Paul is correcting them for selfishness and for lack of love. In this correction, Paul is correcting the tendency to create groups or classes of people in a church. Perhaps the rich and the poor, or the have and have nots or any other division that violates the broken body and shed blood of Christ.
Christ came to address everyone’s sins and needs. He came to form all into one body. This is only possible if we have the same attitude of self-giving and love that Jesus had in His death.
1 Corinthians 11:23-26 – Jesus instituted the Lord’s Supper the same night that He was betrayed. Just as the Passover celebrated deliverance from slavery in Egypt. The Lord’s Supper is a celebration of deliverance from Satan and sin and everything that is against God’s Kingdom.

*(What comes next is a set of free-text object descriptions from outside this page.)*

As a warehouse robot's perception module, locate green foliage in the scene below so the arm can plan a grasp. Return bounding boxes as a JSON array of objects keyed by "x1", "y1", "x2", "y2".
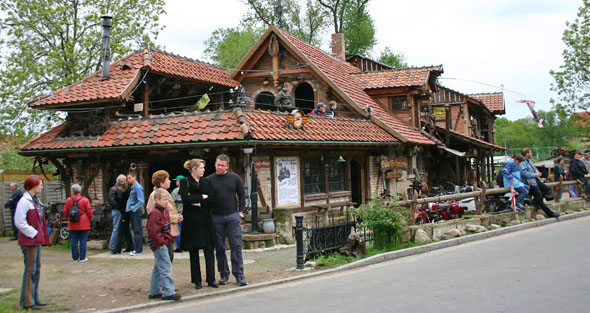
[
  {"x1": 550, "y1": 0, "x2": 590, "y2": 117},
  {"x1": 204, "y1": 23, "x2": 264, "y2": 69},
  {"x1": 0, "y1": 0, "x2": 164, "y2": 136},
  {"x1": 0, "y1": 149, "x2": 34, "y2": 171},
  {"x1": 360, "y1": 197, "x2": 409, "y2": 249},
  {"x1": 313, "y1": 252, "x2": 358, "y2": 268},
  {"x1": 377, "y1": 46, "x2": 408, "y2": 69},
  {"x1": 495, "y1": 105, "x2": 581, "y2": 148},
  {"x1": 342, "y1": 1, "x2": 377, "y2": 55}
]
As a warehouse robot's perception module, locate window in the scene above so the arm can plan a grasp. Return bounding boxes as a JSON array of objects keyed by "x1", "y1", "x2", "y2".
[
  {"x1": 389, "y1": 96, "x2": 408, "y2": 111},
  {"x1": 328, "y1": 158, "x2": 346, "y2": 192},
  {"x1": 303, "y1": 157, "x2": 325, "y2": 195},
  {"x1": 303, "y1": 157, "x2": 348, "y2": 195}
]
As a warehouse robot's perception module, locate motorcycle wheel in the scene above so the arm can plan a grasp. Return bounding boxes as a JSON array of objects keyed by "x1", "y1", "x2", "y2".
[{"x1": 414, "y1": 215, "x2": 426, "y2": 225}]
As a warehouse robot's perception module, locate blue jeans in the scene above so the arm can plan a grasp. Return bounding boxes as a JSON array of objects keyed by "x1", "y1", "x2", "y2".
[
  {"x1": 109, "y1": 210, "x2": 122, "y2": 252},
  {"x1": 129, "y1": 208, "x2": 143, "y2": 253},
  {"x1": 10, "y1": 208, "x2": 18, "y2": 239},
  {"x1": 70, "y1": 230, "x2": 88, "y2": 261},
  {"x1": 19, "y1": 245, "x2": 41, "y2": 307},
  {"x1": 150, "y1": 246, "x2": 174, "y2": 297},
  {"x1": 213, "y1": 212, "x2": 244, "y2": 278},
  {"x1": 176, "y1": 222, "x2": 182, "y2": 249},
  {"x1": 514, "y1": 185, "x2": 531, "y2": 204}
]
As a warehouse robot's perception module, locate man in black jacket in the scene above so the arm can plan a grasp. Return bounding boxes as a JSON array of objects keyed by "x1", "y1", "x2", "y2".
[
  {"x1": 4, "y1": 183, "x2": 23, "y2": 240},
  {"x1": 569, "y1": 150, "x2": 590, "y2": 200},
  {"x1": 207, "y1": 154, "x2": 246, "y2": 286}
]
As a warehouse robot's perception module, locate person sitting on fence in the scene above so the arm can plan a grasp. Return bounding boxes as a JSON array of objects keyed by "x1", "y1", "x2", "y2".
[
  {"x1": 569, "y1": 150, "x2": 590, "y2": 200},
  {"x1": 518, "y1": 148, "x2": 559, "y2": 217},
  {"x1": 500, "y1": 154, "x2": 529, "y2": 210},
  {"x1": 553, "y1": 157, "x2": 566, "y2": 194},
  {"x1": 309, "y1": 102, "x2": 326, "y2": 116}
]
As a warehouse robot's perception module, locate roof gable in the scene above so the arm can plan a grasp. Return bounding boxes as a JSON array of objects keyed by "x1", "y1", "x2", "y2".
[
  {"x1": 265, "y1": 26, "x2": 434, "y2": 144},
  {"x1": 28, "y1": 48, "x2": 238, "y2": 108},
  {"x1": 353, "y1": 65, "x2": 443, "y2": 89},
  {"x1": 469, "y1": 92, "x2": 506, "y2": 114}
]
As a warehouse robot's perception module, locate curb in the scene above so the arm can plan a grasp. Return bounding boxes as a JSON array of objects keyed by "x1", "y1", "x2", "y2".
[{"x1": 99, "y1": 210, "x2": 590, "y2": 313}]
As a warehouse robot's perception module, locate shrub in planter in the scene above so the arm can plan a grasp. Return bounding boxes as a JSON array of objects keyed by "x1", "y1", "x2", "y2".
[{"x1": 360, "y1": 197, "x2": 409, "y2": 249}]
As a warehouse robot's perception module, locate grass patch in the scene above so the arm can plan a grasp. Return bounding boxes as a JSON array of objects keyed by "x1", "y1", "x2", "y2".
[
  {"x1": 0, "y1": 288, "x2": 25, "y2": 313},
  {"x1": 313, "y1": 252, "x2": 358, "y2": 268},
  {"x1": 312, "y1": 242, "x2": 430, "y2": 268},
  {"x1": 43, "y1": 240, "x2": 72, "y2": 251}
]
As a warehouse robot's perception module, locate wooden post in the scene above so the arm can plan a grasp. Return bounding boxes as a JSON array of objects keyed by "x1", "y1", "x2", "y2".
[
  {"x1": 473, "y1": 181, "x2": 481, "y2": 214},
  {"x1": 475, "y1": 181, "x2": 488, "y2": 215},
  {"x1": 408, "y1": 190, "x2": 418, "y2": 225}
]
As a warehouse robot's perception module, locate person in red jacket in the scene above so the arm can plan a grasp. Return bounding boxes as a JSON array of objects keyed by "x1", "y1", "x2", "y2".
[
  {"x1": 14, "y1": 175, "x2": 50, "y2": 310},
  {"x1": 64, "y1": 184, "x2": 92, "y2": 262},
  {"x1": 146, "y1": 188, "x2": 181, "y2": 300}
]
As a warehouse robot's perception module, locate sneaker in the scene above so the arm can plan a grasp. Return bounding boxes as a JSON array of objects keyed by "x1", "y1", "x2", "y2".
[
  {"x1": 236, "y1": 277, "x2": 247, "y2": 286},
  {"x1": 162, "y1": 293, "x2": 181, "y2": 301}
]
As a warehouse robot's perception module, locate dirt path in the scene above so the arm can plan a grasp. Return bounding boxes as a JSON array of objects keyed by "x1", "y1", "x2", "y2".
[{"x1": 0, "y1": 238, "x2": 312, "y2": 312}]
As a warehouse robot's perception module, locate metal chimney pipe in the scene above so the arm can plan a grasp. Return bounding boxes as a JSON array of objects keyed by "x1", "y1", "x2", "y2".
[{"x1": 101, "y1": 15, "x2": 113, "y2": 80}]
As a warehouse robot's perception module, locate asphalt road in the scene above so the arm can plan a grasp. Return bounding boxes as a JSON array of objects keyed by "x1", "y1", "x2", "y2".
[{"x1": 145, "y1": 217, "x2": 590, "y2": 313}]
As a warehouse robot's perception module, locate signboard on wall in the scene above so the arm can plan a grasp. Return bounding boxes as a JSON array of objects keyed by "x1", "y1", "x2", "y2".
[
  {"x1": 254, "y1": 160, "x2": 270, "y2": 167},
  {"x1": 275, "y1": 157, "x2": 299, "y2": 206},
  {"x1": 434, "y1": 108, "x2": 447, "y2": 117}
]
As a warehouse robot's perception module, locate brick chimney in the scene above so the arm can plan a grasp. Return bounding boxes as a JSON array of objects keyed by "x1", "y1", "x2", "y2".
[{"x1": 332, "y1": 33, "x2": 346, "y2": 61}]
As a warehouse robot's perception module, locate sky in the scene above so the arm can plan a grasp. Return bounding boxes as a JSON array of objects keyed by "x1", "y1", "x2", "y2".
[{"x1": 157, "y1": 0, "x2": 583, "y2": 120}]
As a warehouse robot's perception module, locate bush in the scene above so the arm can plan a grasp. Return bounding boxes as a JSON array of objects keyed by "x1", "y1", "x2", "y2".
[{"x1": 360, "y1": 197, "x2": 409, "y2": 249}]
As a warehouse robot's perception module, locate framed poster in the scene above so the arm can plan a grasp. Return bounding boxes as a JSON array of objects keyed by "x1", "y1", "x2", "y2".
[{"x1": 275, "y1": 157, "x2": 299, "y2": 206}]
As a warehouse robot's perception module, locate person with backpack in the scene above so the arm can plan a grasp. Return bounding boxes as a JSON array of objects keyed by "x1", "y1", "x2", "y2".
[{"x1": 64, "y1": 184, "x2": 92, "y2": 262}]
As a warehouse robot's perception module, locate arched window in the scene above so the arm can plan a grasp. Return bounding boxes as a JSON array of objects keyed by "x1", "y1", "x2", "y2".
[
  {"x1": 295, "y1": 83, "x2": 314, "y2": 114},
  {"x1": 254, "y1": 91, "x2": 277, "y2": 111}
]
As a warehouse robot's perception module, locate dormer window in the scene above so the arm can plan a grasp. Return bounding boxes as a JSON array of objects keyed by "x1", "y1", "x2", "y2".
[{"x1": 389, "y1": 96, "x2": 408, "y2": 111}]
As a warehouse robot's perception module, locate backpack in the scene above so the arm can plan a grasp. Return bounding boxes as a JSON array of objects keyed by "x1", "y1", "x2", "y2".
[{"x1": 68, "y1": 199, "x2": 80, "y2": 222}]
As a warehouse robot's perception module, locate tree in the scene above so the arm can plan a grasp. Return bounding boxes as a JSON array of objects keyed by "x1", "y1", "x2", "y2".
[
  {"x1": 0, "y1": 0, "x2": 164, "y2": 136},
  {"x1": 204, "y1": 23, "x2": 263, "y2": 71},
  {"x1": 243, "y1": 0, "x2": 327, "y2": 45},
  {"x1": 495, "y1": 105, "x2": 579, "y2": 148},
  {"x1": 550, "y1": 0, "x2": 590, "y2": 113},
  {"x1": 378, "y1": 47, "x2": 408, "y2": 69},
  {"x1": 317, "y1": 0, "x2": 377, "y2": 55}
]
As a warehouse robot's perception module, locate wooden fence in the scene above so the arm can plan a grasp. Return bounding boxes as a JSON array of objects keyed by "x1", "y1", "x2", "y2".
[
  {"x1": 395, "y1": 178, "x2": 578, "y2": 225},
  {"x1": 0, "y1": 181, "x2": 66, "y2": 236}
]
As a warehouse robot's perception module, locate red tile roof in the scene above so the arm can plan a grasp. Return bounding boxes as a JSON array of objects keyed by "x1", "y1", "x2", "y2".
[
  {"x1": 353, "y1": 65, "x2": 442, "y2": 89},
  {"x1": 21, "y1": 112, "x2": 245, "y2": 152},
  {"x1": 28, "y1": 49, "x2": 238, "y2": 108},
  {"x1": 469, "y1": 92, "x2": 506, "y2": 114},
  {"x1": 21, "y1": 111, "x2": 399, "y2": 153},
  {"x1": 436, "y1": 126, "x2": 506, "y2": 151},
  {"x1": 278, "y1": 26, "x2": 434, "y2": 145}
]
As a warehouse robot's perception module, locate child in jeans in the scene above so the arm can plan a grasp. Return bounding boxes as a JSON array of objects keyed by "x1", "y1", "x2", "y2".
[{"x1": 146, "y1": 188, "x2": 180, "y2": 300}]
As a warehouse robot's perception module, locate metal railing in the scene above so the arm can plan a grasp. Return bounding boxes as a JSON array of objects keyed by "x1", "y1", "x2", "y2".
[{"x1": 295, "y1": 208, "x2": 372, "y2": 269}]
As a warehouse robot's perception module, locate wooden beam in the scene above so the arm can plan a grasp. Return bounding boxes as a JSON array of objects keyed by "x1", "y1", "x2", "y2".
[
  {"x1": 143, "y1": 80, "x2": 150, "y2": 117},
  {"x1": 244, "y1": 68, "x2": 311, "y2": 78}
]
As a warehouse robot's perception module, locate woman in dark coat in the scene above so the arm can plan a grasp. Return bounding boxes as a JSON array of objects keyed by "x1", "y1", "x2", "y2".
[{"x1": 179, "y1": 159, "x2": 219, "y2": 289}]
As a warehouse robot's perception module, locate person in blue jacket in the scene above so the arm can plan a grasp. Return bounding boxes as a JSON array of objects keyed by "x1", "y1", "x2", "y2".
[{"x1": 500, "y1": 154, "x2": 529, "y2": 210}]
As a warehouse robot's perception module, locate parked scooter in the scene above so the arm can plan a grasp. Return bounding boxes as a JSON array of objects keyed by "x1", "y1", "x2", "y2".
[{"x1": 414, "y1": 201, "x2": 465, "y2": 225}]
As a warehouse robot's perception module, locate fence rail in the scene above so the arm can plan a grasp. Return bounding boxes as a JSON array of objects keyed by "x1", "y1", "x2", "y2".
[{"x1": 295, "y1": 208, "x2": 372, "y2": 269}]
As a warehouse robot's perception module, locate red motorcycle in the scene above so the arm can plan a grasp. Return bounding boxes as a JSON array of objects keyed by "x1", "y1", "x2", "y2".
[{"x1": 414, "y1": 200, "x2": 465, "y2": 225}]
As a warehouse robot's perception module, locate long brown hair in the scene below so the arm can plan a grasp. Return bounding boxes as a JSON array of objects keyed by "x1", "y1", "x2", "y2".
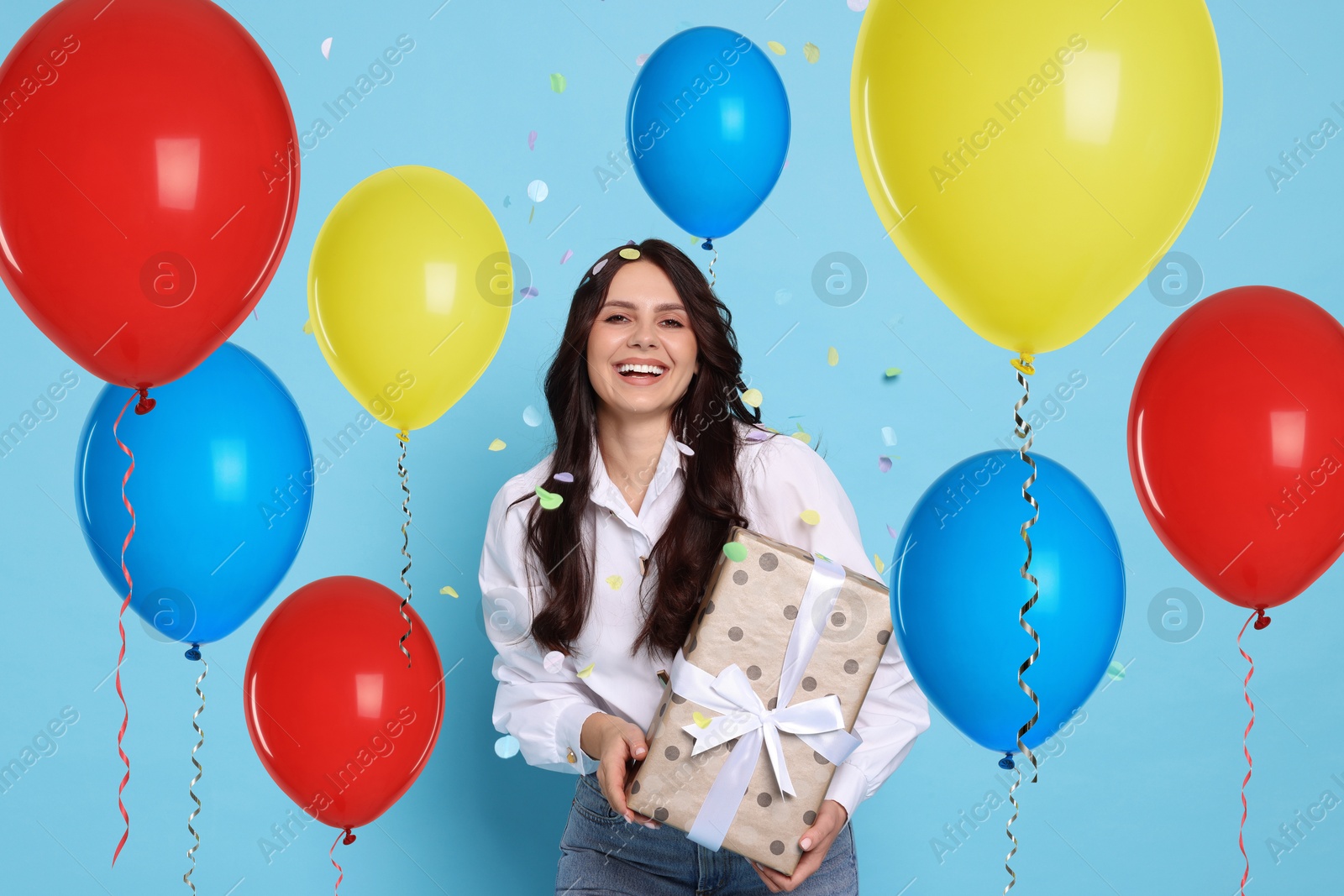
[{"x1": 515, "y1": 239, "x2": 761, "y2": 657}]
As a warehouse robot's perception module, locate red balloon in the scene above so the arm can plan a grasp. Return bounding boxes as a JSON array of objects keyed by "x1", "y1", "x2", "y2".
[
  {"x1": 1127, "y1": 286, "x2": 1344, "y2": 610},
  {"x1": 244, "y1": 575, "x2": 444, "y2": 829},
  {"x1": 0, "y1": 0, "x2": 298, "y2": 388}
]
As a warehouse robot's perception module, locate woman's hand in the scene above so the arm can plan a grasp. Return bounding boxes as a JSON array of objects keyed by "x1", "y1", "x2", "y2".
[
  {"x1": 580, "y1": 712, "x2": 663, "y2": 827},
  {"x1": 751, "y1": 799, "x2": 849, "y2": 893}
]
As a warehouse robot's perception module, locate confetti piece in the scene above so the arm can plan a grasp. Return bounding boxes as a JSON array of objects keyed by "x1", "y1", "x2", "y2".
[{"x1": 723, "y1": 542, "x2": 748, "y2": 563}]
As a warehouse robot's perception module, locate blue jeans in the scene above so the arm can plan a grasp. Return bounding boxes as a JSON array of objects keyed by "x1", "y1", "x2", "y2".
[{"x1": 555, "y1": 773, "x2": 858, "y2": 896}]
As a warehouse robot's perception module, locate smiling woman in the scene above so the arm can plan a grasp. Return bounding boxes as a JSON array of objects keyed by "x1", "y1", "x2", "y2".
[{"x1": 480, "y1": 239, "x2": 929, "y2": 896}]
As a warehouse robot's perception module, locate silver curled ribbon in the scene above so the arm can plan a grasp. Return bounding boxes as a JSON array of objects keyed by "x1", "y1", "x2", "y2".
[
  {"x1": 1004, "y1": 352, "x2": 1040, "y2": 896},
  {"x1": 396, "y1": 430, "x2": 412, "y2": 669},
  {"x1": 670, "y1": 556, "x2": 863, "y2": 851}
]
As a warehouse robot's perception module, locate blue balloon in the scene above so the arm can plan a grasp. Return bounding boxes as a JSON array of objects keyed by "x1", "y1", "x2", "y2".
[
  {"x1": 625, "y1": 25, "x2": 789, "y2": 238},
  {"x1": 891, "y1": 450, "x2": 1125, "y2": 753},
  {"x1": 76, "y1": 343, "x2": 314, "y2": 643}
]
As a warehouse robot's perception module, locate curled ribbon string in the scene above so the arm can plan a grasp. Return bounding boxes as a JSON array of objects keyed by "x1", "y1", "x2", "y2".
[
  {"x1": 112, "y1": 390, "x2": 140, "y2": 867},
  {"x1": 396, "y1": 430, "x2": 412, "y2": 669},
  {"x1": 1004, "y1": 352, "x2": 1040, "y2": 896},
  {"x1": 181, "y1": 655, "x2": 210, "y2": 893},
  {"x1": 1236, "y1": 610, "x2": 1268, "y2": 896},
  {"x1": 327, "y1": 827, "x2": 354, "y2": 896}
]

Christ offered His body as a sacrifice for our redemption. This is what we are remembering. Christ bore our sins and suffered unto death for our sins. Paul says that the “cup” is the covenant between God and humans, ratified by the blood that Christ shed.
The bread and cup remind us of Christ’s broken body and shed blood, freely offered on our behalf.
1 Corinthians 11:27-34 – Christ invites all to examine themselves and then to come and eat the bread, and drink the cup.
What does it mean to “eat unworthily” for what purpose are we to “examine ourselves?” Christ shed His blood for all people, even those who have not. Eating selfishly and viewing others as possibly “less redeemed.” Another way to eat unworthily is to not place the proper value on the blood and body of Christ.
As we commune let us remember all of Christ’s work on our behalf.